The bill was passed in the National Assembly in late May. It places restrictions on how people are allowed to gather for demonstrations, and allows for students to be fined up to $125,000 for preventing someone from entering a school building – a reaction to those students who were filing injunctions to try and get back to their classes.
The Quebec Bar Association called the bill a breach to the fundamental constitutional rights of the protesters. Students who are opposed to the strike action spoke out against the restrictions in Bill 78. In July, a Quebec human rights commission ruled that the bill violates Canada’s Charter of Rights and Freedoms, but limiting freedom of conscience, freedom of opinion, freedom of expression and freedom of peaceful reunion. Despite all this, Charest says he will not repeal the bill if he wins the September 4 election. The Bill is set to expire in July of 2013.

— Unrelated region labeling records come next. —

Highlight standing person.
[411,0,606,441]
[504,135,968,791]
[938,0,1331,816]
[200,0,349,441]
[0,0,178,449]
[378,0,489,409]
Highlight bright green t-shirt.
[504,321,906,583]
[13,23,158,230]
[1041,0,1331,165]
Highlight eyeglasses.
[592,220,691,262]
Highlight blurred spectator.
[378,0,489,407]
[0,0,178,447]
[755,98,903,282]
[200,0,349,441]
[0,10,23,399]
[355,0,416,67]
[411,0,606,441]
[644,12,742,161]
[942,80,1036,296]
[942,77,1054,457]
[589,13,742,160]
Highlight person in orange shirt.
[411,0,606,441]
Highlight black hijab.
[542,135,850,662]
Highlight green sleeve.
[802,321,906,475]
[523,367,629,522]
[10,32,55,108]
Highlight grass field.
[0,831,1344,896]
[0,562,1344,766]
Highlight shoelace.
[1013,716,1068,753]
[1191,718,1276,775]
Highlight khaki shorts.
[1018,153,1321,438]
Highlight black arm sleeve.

It’s an odd move for Charest, who is very much at risk of losing government as long as students get out the vote. He appears to be betting on the anger of those Quebecers whose lives have been disrupted by protest actions. The students have blocked bridges and filled streets in their effort to be heard.
Parti Quebecois Leader Pauline Marois stands with the students, promising that her party would stop the tuition increases within 100 days of forming government. One of the protest organizers, Leo Bureau-Blouin, is actually running for the PQ in the election. Charest has accused Marois of supporting the violent acts of some student protesters.
Students have been skipping classes and disrupting traffic since February 2012 and the protests have been growing consistently. In fact, Bill 78 may well have spurred more people to join the pickets to protest the attack on free speech. Lawyers for the protesting student groups told the Montreal Gazette that they intend to fight the bill at the Supreme Court level sometime in the fall or winter.